General Introduction
Pyramid Flow is an efficient autoregressive video generation method based on the Flow Matching technique. The method enables the generation and decompression of video content with higher computational efficiency by interpolating between different resolutions and noise levels.Pyramid Flow is capable of generating high-quality 10-second videos at 768p resolution, 24 FPS, and supports image-to-video generation. The entire framework is optimized end-to-end, using a single DiT model trained in 20.7k A100 GPU training hours.
Function List
- Efficient Video Generation: Generates high-quality 10-second video at 768p resolution at 24 FPS.
- Image to Video Generation: Support for generating videos from images.
- Multi-resolution support: Model checkpoints are available in 768p and 384p resolutions.
- CPU Offload: Two types of CPU offloading are supported to reduce GPU memory requirements.

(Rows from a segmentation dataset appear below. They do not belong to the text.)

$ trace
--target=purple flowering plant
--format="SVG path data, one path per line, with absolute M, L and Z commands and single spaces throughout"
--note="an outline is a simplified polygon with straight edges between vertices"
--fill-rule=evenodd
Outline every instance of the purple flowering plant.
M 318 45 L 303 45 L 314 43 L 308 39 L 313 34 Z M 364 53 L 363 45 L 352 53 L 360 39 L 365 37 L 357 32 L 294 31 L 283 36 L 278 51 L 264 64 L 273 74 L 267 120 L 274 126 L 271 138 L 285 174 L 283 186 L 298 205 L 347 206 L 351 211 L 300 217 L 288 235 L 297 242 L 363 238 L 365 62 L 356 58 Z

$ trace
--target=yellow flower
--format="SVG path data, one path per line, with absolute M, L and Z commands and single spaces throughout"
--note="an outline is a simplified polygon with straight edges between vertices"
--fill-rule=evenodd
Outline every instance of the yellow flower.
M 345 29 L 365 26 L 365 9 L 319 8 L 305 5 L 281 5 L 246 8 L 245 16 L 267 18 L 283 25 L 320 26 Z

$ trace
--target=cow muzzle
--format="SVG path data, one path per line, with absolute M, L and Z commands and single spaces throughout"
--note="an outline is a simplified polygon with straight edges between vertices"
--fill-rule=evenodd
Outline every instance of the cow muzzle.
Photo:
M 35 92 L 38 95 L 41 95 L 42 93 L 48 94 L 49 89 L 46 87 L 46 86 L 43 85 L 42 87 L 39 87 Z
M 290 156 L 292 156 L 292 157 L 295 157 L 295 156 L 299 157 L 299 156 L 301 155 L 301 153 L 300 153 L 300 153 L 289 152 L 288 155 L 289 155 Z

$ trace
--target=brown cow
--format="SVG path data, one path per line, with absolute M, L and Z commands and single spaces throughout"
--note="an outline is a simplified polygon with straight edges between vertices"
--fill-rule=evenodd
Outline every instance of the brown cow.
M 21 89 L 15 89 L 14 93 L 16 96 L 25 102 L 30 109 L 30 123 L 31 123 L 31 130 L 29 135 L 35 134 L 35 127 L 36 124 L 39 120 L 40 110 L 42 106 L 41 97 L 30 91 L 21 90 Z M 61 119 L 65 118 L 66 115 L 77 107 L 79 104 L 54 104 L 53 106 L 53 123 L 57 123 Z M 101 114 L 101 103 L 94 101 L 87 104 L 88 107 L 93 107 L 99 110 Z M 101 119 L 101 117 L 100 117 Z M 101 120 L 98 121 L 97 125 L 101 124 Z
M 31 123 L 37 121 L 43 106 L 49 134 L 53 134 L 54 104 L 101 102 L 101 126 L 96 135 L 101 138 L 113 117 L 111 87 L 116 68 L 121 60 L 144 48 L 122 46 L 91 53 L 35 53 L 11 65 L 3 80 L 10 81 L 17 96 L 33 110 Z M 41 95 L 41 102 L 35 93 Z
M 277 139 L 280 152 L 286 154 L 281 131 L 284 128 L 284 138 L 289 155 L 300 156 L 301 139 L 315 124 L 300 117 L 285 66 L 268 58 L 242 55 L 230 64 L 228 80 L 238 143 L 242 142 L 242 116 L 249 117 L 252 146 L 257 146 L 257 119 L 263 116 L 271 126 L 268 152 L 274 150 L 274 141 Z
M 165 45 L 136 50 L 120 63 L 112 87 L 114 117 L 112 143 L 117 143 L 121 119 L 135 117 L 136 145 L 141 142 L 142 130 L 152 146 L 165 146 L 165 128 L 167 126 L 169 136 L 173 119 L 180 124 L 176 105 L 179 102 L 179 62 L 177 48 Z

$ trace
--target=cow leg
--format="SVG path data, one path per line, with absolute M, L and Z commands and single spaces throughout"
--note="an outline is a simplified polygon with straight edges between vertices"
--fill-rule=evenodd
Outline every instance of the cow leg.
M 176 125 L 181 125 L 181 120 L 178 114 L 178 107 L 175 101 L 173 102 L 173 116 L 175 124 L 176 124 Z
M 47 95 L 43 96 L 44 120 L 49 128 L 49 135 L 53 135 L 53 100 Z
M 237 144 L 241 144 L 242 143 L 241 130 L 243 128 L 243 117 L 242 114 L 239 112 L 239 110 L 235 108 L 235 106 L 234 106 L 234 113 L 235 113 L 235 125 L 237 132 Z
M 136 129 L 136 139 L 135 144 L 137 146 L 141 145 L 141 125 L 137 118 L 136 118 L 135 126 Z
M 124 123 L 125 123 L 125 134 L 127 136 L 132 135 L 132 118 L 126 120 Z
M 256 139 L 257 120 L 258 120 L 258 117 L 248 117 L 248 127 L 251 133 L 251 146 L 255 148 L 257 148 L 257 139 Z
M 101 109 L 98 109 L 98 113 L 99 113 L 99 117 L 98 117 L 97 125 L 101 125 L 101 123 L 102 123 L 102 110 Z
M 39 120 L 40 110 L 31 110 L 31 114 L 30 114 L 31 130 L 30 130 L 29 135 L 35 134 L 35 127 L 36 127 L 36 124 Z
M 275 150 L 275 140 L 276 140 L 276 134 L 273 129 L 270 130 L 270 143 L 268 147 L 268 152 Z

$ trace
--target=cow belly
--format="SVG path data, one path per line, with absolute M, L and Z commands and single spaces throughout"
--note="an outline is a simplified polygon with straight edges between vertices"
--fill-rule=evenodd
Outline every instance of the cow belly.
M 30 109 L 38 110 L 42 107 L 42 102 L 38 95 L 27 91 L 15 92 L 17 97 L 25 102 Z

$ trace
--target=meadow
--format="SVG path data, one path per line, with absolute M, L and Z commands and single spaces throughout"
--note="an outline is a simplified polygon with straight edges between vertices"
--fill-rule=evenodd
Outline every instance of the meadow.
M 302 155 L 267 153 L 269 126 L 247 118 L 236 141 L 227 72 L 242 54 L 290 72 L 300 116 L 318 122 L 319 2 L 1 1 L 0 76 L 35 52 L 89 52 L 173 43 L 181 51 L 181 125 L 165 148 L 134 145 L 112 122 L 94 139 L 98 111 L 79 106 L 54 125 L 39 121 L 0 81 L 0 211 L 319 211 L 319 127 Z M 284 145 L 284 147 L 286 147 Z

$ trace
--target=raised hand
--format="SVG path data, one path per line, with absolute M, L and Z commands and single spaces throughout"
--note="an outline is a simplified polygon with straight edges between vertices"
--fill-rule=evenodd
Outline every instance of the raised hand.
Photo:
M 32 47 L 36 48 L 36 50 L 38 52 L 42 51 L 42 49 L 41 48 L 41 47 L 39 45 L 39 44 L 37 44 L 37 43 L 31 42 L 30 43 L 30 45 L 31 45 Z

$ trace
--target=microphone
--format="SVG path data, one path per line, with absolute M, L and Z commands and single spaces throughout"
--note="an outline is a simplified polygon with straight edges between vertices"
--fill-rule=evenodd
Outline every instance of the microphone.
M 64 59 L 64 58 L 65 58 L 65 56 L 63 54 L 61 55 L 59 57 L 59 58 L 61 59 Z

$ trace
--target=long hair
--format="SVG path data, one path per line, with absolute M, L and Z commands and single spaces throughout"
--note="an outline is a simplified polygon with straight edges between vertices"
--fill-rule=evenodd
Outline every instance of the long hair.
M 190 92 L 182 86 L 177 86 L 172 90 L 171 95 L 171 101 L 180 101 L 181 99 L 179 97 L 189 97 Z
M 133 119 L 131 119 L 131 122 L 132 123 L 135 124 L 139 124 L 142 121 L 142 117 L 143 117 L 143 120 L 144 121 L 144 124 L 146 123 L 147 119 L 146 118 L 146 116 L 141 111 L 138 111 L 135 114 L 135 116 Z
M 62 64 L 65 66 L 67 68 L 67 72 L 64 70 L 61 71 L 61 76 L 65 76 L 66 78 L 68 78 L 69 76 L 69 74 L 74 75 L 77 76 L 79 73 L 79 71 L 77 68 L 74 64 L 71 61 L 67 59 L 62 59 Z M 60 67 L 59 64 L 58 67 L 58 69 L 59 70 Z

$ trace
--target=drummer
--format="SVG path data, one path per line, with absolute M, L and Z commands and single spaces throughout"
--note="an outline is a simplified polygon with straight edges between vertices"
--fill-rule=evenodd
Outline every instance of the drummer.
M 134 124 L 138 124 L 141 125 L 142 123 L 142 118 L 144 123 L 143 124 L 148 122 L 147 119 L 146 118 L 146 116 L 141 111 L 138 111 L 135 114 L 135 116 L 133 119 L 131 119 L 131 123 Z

- Multi-GPU Support: Provides multi-GPU inference scripts that support sequence parallelism to save memory per GPU.
Using Help
Environmental settings
- Create an environment using conda:
cd Pyramid-Flow conda create --name pyramid-flow python=3.8.10 conda activate pyramid-flow
- Install the dependencies:
pip install -r requirements.txt
Model Download and Loading
- Download model checkpoints from Huggingface:
# Download 768p and 384p Model Checkpoints
- Load model:
model_dtype, torch_dtype = 'bf16', torch.bfloat16 model = PyramidDiTForVideoGeneration( 'PATH', # Downloaded Checkpoint Catalog model_dtype. model_variant='diffusion_transformer_768p', # or 'diffusion_transformer_384p' ) model.vae.enable_tiling() model.enable_sequential_cpu_offload()
Text to Video Generation
- Set the generation parameters and generate the video:
frames = model.generate( prompt="Your text alert.", num_inference_steps=[20, 20, 20], video_num_inference_steps=[10, 10, 10], height=768, width=1280, temp=16, # temp=16: 5s, temp=31: 10s guidance_scale=9.0, # 384p Set to 7 video_guidance_scale=5.0, output_type="pil", save_memory=True) ) export_to_video(frames, . ". /text_to_video_sample.mp4", fps=24)
Image to Video Generation
- Set the generation parameters and generate the video:
prompt = "FPV flying over the Great Wall" with torch.no_grad(), torch.cuda.amp.autocast(enabled=True, dtype=torch_dtype). frames = model.generate_i2v( prompt=prompt, , input_image=image, , dtype=torch_dtype input_image=image, num_inference_steps=[[], dtype=torch_dtype num_inference_steps=[10, 10, 10], temp=16, video_guidance_scale=4.0, output_type="pil", save_memory=True) ) export_to_video(frames, . ". /image_to_video_sample.mp4", fps=24)
Multi-GPU Inference
- Inference using multiple GPUs:
# Run inference scripts on 2 or 4 GPUs
Niu One Click Deployment Edition
The unzipped password of the startup file is placed in the download address. If the model download is often interrupted after startup, check the official document to download the model file separately, about 30G.